Plaintiffs are entitled to judgment declaring that the disparity in salary between plaintiffs and Judges in the County, Family and Surrogate’s Courts serving in Monroe County violates plaintiffs’ right to equal protection of the laws. The fact that plaintiffs perform duties in all three County-level courts does not justify that disparity in salary. Although the three County-level courts are distinct in jurisdiction and function, County Court, Family Court and Surrogate’s Court Judges in Monroe County receive the same salary (see, Judiciary Law §§ 221-d, 221-e, 221-f). Thus, the differences in salary levels set by the pertinent sections of the Judiciary Law do not rest upon the distinct duties of Judges at County-level courts. Rather, the salary disparity between plaintiffs and County Court, Family Court and Surrogate’s Court Judges in Monroe County rests entirely upon geography. That geographical distinction, in our view, lacks a rational basis. The overall duties and responsibilities of plaintiffs are equivalent to those of County-level Judges in Monroe County. The combined caseloads of plaintiffs are also comparable to the caseloads of County Court, Family Court and Surrogate’s Court Judges in Monroe County. Differences in the costs of living between the two counties are insignificant. Further, because Ontario and Monroe Counties are located within the Fourth Department, "there exists a ' "true unity of * * * judicial interest * * * indistinguishable by separate geographic considerations” ’ ” (Davis v Rosenblatt, 159 AD2d 163, 171, appeal dismissed, 77 NY2d 834, lv denied 79 NY2d 757, appeal dismissed 79 NY2d 822, quoting Weissman v Evans, 56 NY2d 458, 463; see, Wilson v Crosson, 222 AD2d 1085; Burke v Crosson, 213 AD2d 963, 964-965; Buckley v Crosson, 202 AD2d 972, 973). We conclude, therefore, that defen*923dants failed to establish that a rational basis exists for the salary disparity between plaintiffs and County Court, Family Court and Surrogate’s Court Judges in Monroe County.

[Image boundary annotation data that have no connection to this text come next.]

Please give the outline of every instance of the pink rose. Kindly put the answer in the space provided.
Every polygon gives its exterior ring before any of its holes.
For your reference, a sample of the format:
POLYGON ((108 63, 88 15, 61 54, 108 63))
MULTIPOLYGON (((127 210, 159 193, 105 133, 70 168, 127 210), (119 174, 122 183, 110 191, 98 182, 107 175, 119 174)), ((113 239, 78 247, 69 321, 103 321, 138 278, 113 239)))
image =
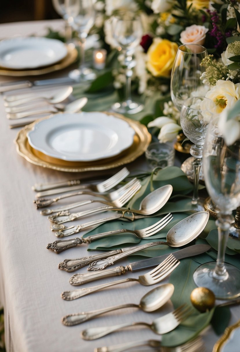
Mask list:
POLYGON ((183 44, 198 44, 203 45, 206 37, 206 33, 208 29, 204 26, 193 24, 187 27, 183 31, 180 35, 180 42, 183 44))

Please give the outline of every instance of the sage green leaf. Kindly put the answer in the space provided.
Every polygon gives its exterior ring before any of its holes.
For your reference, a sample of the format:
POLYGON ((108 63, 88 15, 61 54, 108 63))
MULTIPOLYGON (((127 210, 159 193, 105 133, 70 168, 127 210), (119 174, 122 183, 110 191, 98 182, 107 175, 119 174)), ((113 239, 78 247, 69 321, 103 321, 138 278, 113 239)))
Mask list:
POLYGON ((231 318, 231 312, 229 307, 216 307, 211 323, 217 335, 222 335, 224 332, 231 318), (223 316, 224 319, 223 319, 223 316))
MULTIPOLYGON (((192 259, 181 259, 180 265, 171 273, 169 282, 174 285, 175 289, 171 300, 175 308, 183 303, 191 305, 190 295, 196 287, 193 275, 198 266, 192 259)), ((176 329, 163 335, 163 346, 178 346, 197 336, 210 322, 214 308, 203 313, 193 308, 193 311, 191 315, 176 329)))
MULTIPOLYGON (((218 235, 217 229, 215 228, 211 230, 206 238, 206 240, 213 248, 214 248, 216 251, 217 251, 218 235)), ((234 250, 234 246, 238 250, 240 249, 239 244, 238 244, 237 241, 235 240, 233 240, 231 238, 228 238, 227 243, 226 253, 231 255, 236 254, 236 251, 234 250), (236 242, 236 243, 233 245, 232 244, 233 241, 234 241, 234 243, 236 242)))

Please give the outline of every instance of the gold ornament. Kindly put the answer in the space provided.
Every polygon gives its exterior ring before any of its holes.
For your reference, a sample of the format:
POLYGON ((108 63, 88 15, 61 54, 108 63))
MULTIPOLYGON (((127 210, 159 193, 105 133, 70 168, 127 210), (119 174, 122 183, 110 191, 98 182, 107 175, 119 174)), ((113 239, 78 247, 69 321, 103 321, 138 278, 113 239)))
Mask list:
POLYGON ((210 309, 215 303, 215 296, 210 290, 206 287, 197 287, 191 294, 190 300, 196 309, 201 313, 210 309))

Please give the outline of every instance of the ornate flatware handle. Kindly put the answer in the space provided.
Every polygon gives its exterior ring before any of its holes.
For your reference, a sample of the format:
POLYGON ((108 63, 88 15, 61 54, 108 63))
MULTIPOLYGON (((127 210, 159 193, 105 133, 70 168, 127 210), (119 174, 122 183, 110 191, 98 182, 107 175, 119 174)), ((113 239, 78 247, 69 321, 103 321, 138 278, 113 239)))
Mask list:
POLYGON ((90 271, 103 270, 106 266, 108 266, 109 265, 112 265, 115 262, 125 257, 127 257, 130 255, 135 252, 141 251, 142 249, 145 249, 149 247, 152 247, 152 246, 156 246, 159 244, 166 244, 166 243, 162 241, 158 241, 158 242, 151 242, 150 243, 147 243, 146 244, 143 245, 142 246, 139 246, 138 248, 135 248, 133 249, 130 249, 128 251, 126 251, 119 254, 113 256, 112 257, 109 257, 106 259, 103 259, 101 260, 96 260, 93 262, 89 266, 88 270, 90 271))
POLYGON ((77 325, 78 324, 87 321, 93 318, 100 315, 101 314, 108 313, 109 312, 113 312, 119 309, 122 309, 124 308, 130 308, 134 307, 139 308, 137 304, 121 304, 119 306, 115 306, 114 307, 108 307, 108 308, 104 308, 102 309, 97 309, 96 310, 91 310, 90 312, 82 312, 81 313, 76 313, 74 314, 69 314, 65 315, 62 319, 62 322, 64 325, 67 326, 72 326, 73 325, 77 325))
MULTIPOLYGON (((157 341, 158 342, 158 341, 157 341)), ((157 341, 156 341, 156 345, 157 341)), ((159 341, 158 347, 161 346, 160 341, 159 341)), ((149 341, 146 340, 143 341, 134 341, 133 342, 127 342, 125 344, 121 344, 120 345, 115 345, 112 346, 105 346, 104 347, 98 347, 95 348, 94 352, 123 352, 129 348, 132 347, 140 347, 141 346, 148 346, 151 345, 149 345, 149 341)))
POLYGON ((90 293, 96 292, 99 291, 103 288, 107 288, 110 286, 118 285, 119 284, 123 283, 124 282, 127 282, 128 281, 137 281, 137 279, 123 279, 122 280, 119 280, 118 281, 113 281, 112 282, 108 282, 106 284, 102 284, 101 285, 98 285, 92 287, 86 287, 83 288, 78 289, 78 290, 73 290, 72 291, 67 291, 62 292, 61 297, 65 301, 72 301, 77 298, 82 297, 83 296, 87 296, 90 293))
POLYGON ((99 207, 99 208, 96 208, 94 209, 91 209, 89 210, 86 210, 85 212, 81 212, 79 213, 72 213, 70 214, 68 216, 65 215, 52 215, 48 216, 48 219, 50 221, 52 222, 57 223, 57 224, 63 224, 63 222, 67 222, 69 221, 72 221, 75 220, 75 219, 78 219, 85 215, 89 215, 90 214, 93 214, 94 213, 101 212, 105 211, 105 210, 111 210, 113 209, 113 207, 111 206, 105 206, 104 207, 99 207))
POLYGON ((80 269, 86 265, 88 265, 96 260, 96 258, 98 259, 101 258, 104 259, 107 258, 109 255, 114 255, 119 253, 119 250, 116 250, 115 251, 111 251, 107 253, 104 253, 101 254, 97 254, 96 256, 89 256, 89 257, 84 257, 77 259, 65 259, 63 262, 59 264, 58 269, 71 272, 75 271, 78 269, 80 269))
POLYGON ((88 242, 89 243, 95 241, 96 240, 99 239, 103 237, 107 237, 108 236, 112 236, 112 235, 115 235, 118 233, 123 233, 124 232, 132 232, 133 231, 131 230, 127 230, 125 228, 122 228, 119 230, 114 230, 113 231, 108 231, 106 232, 102 232, 101 233, 97 233, 96 235, 92 235, 91 236, 88 236, 84 239, 86 242, 88 242))
POLYGON ((99 339, 103 336, 108 335, 111 332, 116 331, 122 328, 127 327, 130 326, 138 325, 145 325, 148 326, 149 324, 146 323, 134 322, 132 323, 125 323, 124 324, 119 324, 117 325, 113 325, 112 326, 101 326, 99 327, 89 328, 86 330, 83 330, 81 333, 81 336, 83 340, 90 340, 99 339))
MULTIPOLYGON (((58 188, 60 187, 75 186, 79 184, 80 183, 80 180, 71 180, 64 182, 56 182, 55 183, 42 183, 40 182, 38 183, 35 183, 34 186, 32 187, 32 189, 33 190, 36 191, 37 192, 41 192, 42 191, 51 190, 53 188, 58 188)), ((68 188, 67 190, 68 190, 69 189, 68 188)), ((46 194, 45 194, 45 195, 46 195, 46 194)), ((41 195, 39 196, 41 197, 42 196, 42 195, 41 195)))
POLYGON ((81 238, 75 237, 72 239, 55 241, 52 243, 49 243, 47 246, 47 248, 54 251, 55 253, 59 253, 63 251, 65 251, 72 247, 76 247, 78 244, 81 244, 83 243, 84 241, 81 238))
POLYGON ((69 282, 74 286, 79 286, 98 279, 118 276, 125 274, 127 271, 124 266, 117 266, 108 270, 101 270, 97 272, 93 271, 84 274, 75 274, 70 278, 69 282))

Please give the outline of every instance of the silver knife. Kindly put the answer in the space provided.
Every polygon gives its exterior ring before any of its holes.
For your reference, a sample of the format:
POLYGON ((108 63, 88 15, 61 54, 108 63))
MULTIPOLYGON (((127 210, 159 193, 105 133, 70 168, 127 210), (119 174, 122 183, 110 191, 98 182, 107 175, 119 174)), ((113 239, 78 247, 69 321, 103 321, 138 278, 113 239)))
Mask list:
POLYGON ((208 244, 194 245, 183 249, 172 252, 171 253, 168 253, 159 257, 134 262, 126 266, 117 266, 107 270, 101 270, 97 272, 92 272, 83 274, 75 274, 70 278, 70 282, 72 285, 77 286, 87 282, 90 282, 98 279, 118 276, 125 274, 127 271, 136 271, 158 265, 170 254, 172 254, 176 259, 182 259, 204 253, 210 248, 211 246, 208 244))
POLYGON ((39 81, 14 81, 0 86, 0 93, 23 88, 29 88, 33 86, 41 86, 56 84, 67 84, 76 82, 77 81, 70 77, 61 77, 39 81))
MULTIPOLYGON (((137 252, 141 249, 144 249, 148 247, 154 246, 159 244, 159 242, 150 242, 145 244, 141 245, 140 246, 135 246, 133 247, 126 247, 125 248, 121 248, 121 249, 116 249, 114 251, 110 251, 110 252, 105 252, 100 254, 97 254, 95 256, 89 256, 89 257, 84 257, 82 258, 78 258, 77 259, 65 259, 63 262, 59 263, 58 265, 58 269, 65 270, 66 271, 70 272, 75 271, 75 270, 80 269, 83 266, 90 264, 93 262, 101 259, 105 259, 108 258, 109 257, 115 256, 117 254, 121 254, 122 253, 128 253, 129 251, 133 253, 137 252), (147 246, 146 247, 146 246, 147 246)), ((49 243, 48 245, 47 248, 51 248, 51 243, 49 243)))

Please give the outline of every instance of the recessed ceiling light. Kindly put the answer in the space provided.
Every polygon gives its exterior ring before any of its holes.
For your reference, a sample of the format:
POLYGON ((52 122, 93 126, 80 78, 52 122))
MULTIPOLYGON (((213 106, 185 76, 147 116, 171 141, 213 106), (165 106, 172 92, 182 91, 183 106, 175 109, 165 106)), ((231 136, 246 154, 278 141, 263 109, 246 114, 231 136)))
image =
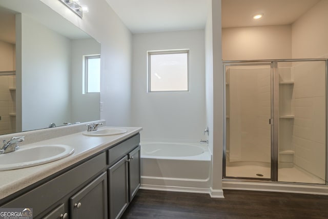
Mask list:
POLYGON ((261 18, 263 15, 264 14, 263 13, 259 13, 253 15, 253 18, 256 20, 258 20, 261 18))

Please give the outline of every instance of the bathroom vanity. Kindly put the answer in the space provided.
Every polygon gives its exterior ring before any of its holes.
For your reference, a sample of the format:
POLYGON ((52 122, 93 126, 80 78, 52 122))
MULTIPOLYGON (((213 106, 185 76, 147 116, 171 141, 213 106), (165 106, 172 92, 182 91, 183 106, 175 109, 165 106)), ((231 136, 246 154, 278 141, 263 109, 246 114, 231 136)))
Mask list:
POLYGON ((79 132, 38 142, 65 143, 74 152, 48 164, 0 171, 0 208, 32 208, 34 218, 119 218, 140 182, 141 129, 126 129, 118 135, 79 132))

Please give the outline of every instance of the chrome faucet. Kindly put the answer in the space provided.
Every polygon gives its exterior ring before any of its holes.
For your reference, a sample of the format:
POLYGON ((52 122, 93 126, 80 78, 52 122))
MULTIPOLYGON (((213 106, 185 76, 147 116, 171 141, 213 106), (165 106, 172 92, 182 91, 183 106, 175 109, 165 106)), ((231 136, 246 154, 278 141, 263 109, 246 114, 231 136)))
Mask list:
POLYGON ((207 127, 206 129, 205 129, 205 131, 204 131, 204 135, 205 135, 205 133, 207 132, 207 135, 209 135, 210 130, 209 130, 209 127, 207 127))
POLYGON ((12 137, 8 142, 4 140, 4 145, 0 148, 0 154, 14 151, 19 149, 18 143, 24 141, 24 136, 12 137))
POLYGON ((101 123, 95 123, 88 124, 87 125, 88 131, 97 131, 98 129, 98 126, 101 126, 101 125, 104 124, 101 123))

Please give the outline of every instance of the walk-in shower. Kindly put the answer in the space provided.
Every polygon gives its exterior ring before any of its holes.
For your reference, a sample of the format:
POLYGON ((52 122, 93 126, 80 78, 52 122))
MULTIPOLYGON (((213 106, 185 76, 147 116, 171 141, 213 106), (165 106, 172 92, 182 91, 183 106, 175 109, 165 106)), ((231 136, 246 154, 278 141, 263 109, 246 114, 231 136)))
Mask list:
POLYGON ((223 178, 325 184, 327 60, 224 61, 223 178))
POLYGON ((0 71, 0 134, 16 132, 15 71, 0 71))

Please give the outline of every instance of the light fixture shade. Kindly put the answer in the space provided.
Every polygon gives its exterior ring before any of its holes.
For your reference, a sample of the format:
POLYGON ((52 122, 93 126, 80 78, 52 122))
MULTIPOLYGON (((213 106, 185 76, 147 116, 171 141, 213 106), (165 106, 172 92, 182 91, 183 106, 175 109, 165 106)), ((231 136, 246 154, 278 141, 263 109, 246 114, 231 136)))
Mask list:
POLYGON ((87 7, 80 5, 78 0, 59 0, 68 8, 73 11, 76 14, 82 18, 83 12, 88 12, 89 9, 87 7))
POLYGON ((263 13, 258 13, 257 14, 255 14, 253 15, 253 18, 255 20, 258 20, 261 18, 263 17, 263 15, 264 15, 263 13))

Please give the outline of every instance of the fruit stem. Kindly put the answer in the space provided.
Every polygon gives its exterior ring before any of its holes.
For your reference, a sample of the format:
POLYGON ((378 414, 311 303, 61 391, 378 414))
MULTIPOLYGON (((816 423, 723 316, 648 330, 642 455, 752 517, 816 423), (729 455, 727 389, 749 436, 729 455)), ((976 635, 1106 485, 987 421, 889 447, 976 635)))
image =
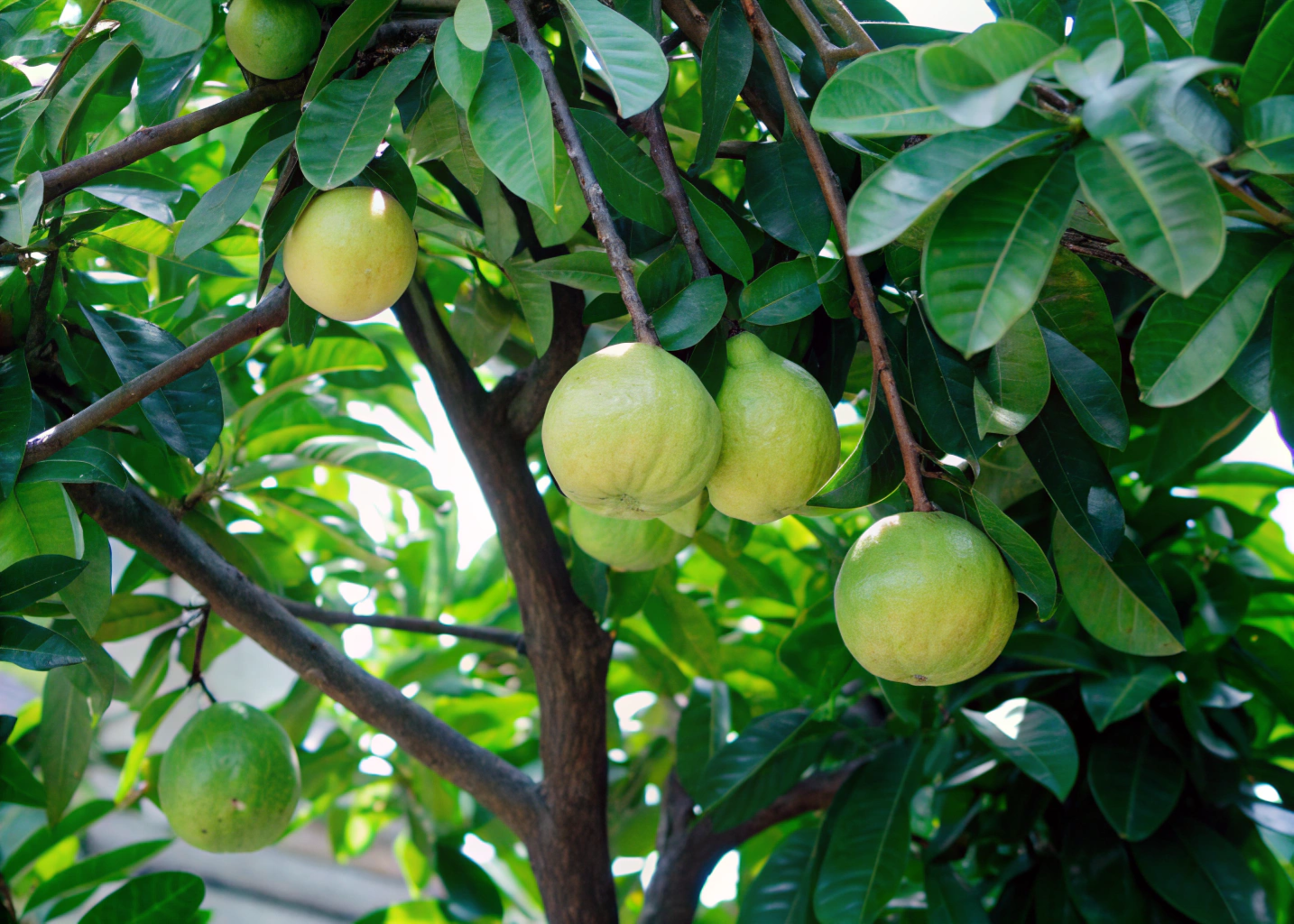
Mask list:
POLYGON ((580 141, 580 132, 576 129, 575 119, 571 116, 571 106, 567 105, 558 75, 553 70, 553 61, 549 58, 547 47, 540 39, 534 28, 534 21, 525 6, 525 0, 507 0, 509 9, 516 18, 516 35, 521 48, 540 69, 543 75, 543 85, 549 91, 549 102, 553 106, 553 123, 556 126, 558 136, 565 145, 571 157, 571 166, 575 168, 576 179, 580 180, 580 189, 584 192, 584 201, 589 203, 589 215, 593 216, 593 226, 598 230, 598 239, 607 248, 607 258, 611 260, 611 269, 620 283, 620 296, 625 300, 629 317, 634 324, 634 336, 639 343, 660 346, 656 329, 652 326, 651 316, 638 295, 638 286, 634 282, 634 263, 629 259, 629 250, 624 239, 616 233, 616 226, 611 223, 611 211, 607 208, 607 199, 598 185, 598 177, 585 154, 584 144, 580 141))
POLYGON ((925 484, 921 476, 921 445, 912 436, 912 427, 908 426, 907 415, 903 413, 903 399, 890 366, 889 349, 885 347, 885 331, 877 313, 872 282, 867 278, 862 258, 849 254, 845 195, 840 192, 840 180, 836 179, 836 172, 831 168, 831 162, 827 160, 827 151, 822 148, 822 140, 809 124, 809 116, 805 115, 800 98, 791 85, 791 75, 787 72, 785 61, 782 60, 782 49, 778 47, 773 26, 769 25, 758 0, 741 0, 741 9, 745 10, 745 18, 751 23, 751 35, 763 50, 763 57, 773 70, 773 79, 778 84, 778 94, 782 97, 782 106, 787 113, 787 124, 791 126, 791 131, 795 132, 796 138, 809 155, 809 163, 818 177, 822 195, 827 201, 831 221, 836 226, 840 248, 845 252, 845 268, 854 283, 854 296, 850 299, 850 305, 855 317, 863 322, 867 343, 872 348, 872 368, 876 370, 885 392, 885 402, 889 405, 890 419, 894 422, 894 435, 898 437, 899 452, 903 456, 903 481, 907 483, 907 489, 912 493, 912 509, 929 512, 934 510, 934 505, 925 496, 925 484))

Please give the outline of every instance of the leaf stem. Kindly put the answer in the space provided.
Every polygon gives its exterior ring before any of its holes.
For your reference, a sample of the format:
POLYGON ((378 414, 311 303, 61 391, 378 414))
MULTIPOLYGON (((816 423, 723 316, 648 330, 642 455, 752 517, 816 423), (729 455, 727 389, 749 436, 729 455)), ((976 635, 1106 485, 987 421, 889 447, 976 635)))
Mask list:
POLYGON ((553 70, 553 60, 549 58, 547 47, 540 39, 534 28, 531 12, 525 8, 525 0, 507 0, 509 9, 516 18, 516 34, 521 48, 538 66, 543 75, 543 85, 549 91, 549 102, 553 106, 553 122, 556 126, 562 144, 565 145, 571 157, 571 166, 575 168, 576 179, 580 180, 580 189, 584 190, 584 199, 589 203, 589 215, 593 216, 593 226, 598 230, 598 239, 607 248, 607 258, 611 260, 611 269, 620 283, 620 295, 629 309, 629 317, 634 324, 634 336, 639 343, 660 346, 656 329, 652 327, 651 316, 643 307, 642 296, 638 295, 638 285, 634 282, 634 263, 629 258, 629 250, 624 239, 616 232, 611 221, 611 211, 607 208, 607 199, 598 185, 598 177, 589 163, 589 155, 580 141, 580 132, 576 129, 575 118, 571 115, 571 106, 567 105, 562 85, 558 83, 556 72, 553 70))
POLYGON ((912 427, 903 413, 903 399, 899 395, 898 383, 894 380, 894 370, 890 366, 889 349, 885 347, 885 331, 881 327, 876 295, 872 292, 872 282, 867 277, 867 269, 863 267, 862 258, 849 254, 845 195, 840 192, 840 180, 836 179, 836 172, 831 168, 831 162, 827 160, 827 151, 823 150, 822 140, 813 126, 809 124, 809 116, 805 115, 805 110, 800 105, 800 98, 791 85, 791 75, 787 72, 787 65, 782 60, 782 49, 778 48, 778 40, 773 35, 773 26, 769 23, 769 18, 763 14, 757 0, 741 0, 741 8, 745 10, 747 21, 751 23, 751 34, 763 50, 763 57, 773 70, 773 78, 778 84, 778 94, 782 97, 782 105, 787 110, 787 124, 791 126, 791 131, 795 132, 796 138, 804 145, 805 153, 809 155, 809 163, 813 166, 813 172, 818 177, 818 185, 822 188, 822 195, 827 201, 827 211, 831 212, 832 224, 836 226, 836 236, 840 238, 840 247, 845 252, 845 268, 849 270, 849 278, 854 283, 854 296, 850 299, 850 305, 858 320, 863 322, 867 342, 872 349, 872 366, 876 369, 881 388, 885 392, 885 402, 889 405, 890 419, 894 422, 894 434, 898 437, 899 452, 903 456, 903 480, 907 483, 907 489, 912 493, 914 510, 928 512, 934 510, 934 505, 925 496, 925 484, 921 478, 921 446, 916 441, 916 437, 912 436, 912 427))

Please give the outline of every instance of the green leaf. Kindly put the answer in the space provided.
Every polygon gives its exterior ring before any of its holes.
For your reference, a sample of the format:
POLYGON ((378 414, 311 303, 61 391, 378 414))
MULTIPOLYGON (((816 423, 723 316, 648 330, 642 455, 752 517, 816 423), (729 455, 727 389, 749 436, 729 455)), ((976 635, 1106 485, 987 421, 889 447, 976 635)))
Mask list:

We therefore grant plaintiffs’ motion and grant judgment in favor of plaintiffs declaring that the salary disparity between plaintiffs and Judges of the County Court, Family Court and Surrogate’s Court serving in Monroe County violates plaintiffs’ right to equal protection of the laws; awarding plaintiffs judgment for back pay equal to the difference between their salary and the salary paid to County Court, Family Court and Surrogate’s Court Judges in Monroe County, beginning on the dates of their commencement of service, with interest at the statutory rate (see, CPLR 5004); directing that defendants henceforth pay to plaintiffs a salary equal to that of County Court, Family Court and Surrogate’s Court Judges in Monroe County; and directing defendants to make contributions to plaintiffs’ pensions and other benefits to reflect the increase in salary. Because plaintiffs have successfully contended that they have been denied their rights to equal protection of the laws, a claim cognizable under 42 USC § 1983, the action is remitted to Supreme Court to determine the amount of counsel fees, if any, to be awarded pursuant to 42 USC § 1988 (see, Wilson v Crosson, supra; Davis v Rosenblatt, supra, at 173). (Appeal from Judgment of Supreme Court, Ontario County, Cornelius, J.—Declaratory Judgment.) Present—Green, J. P., Pine, Fallon, Callahan and Davis, JJ.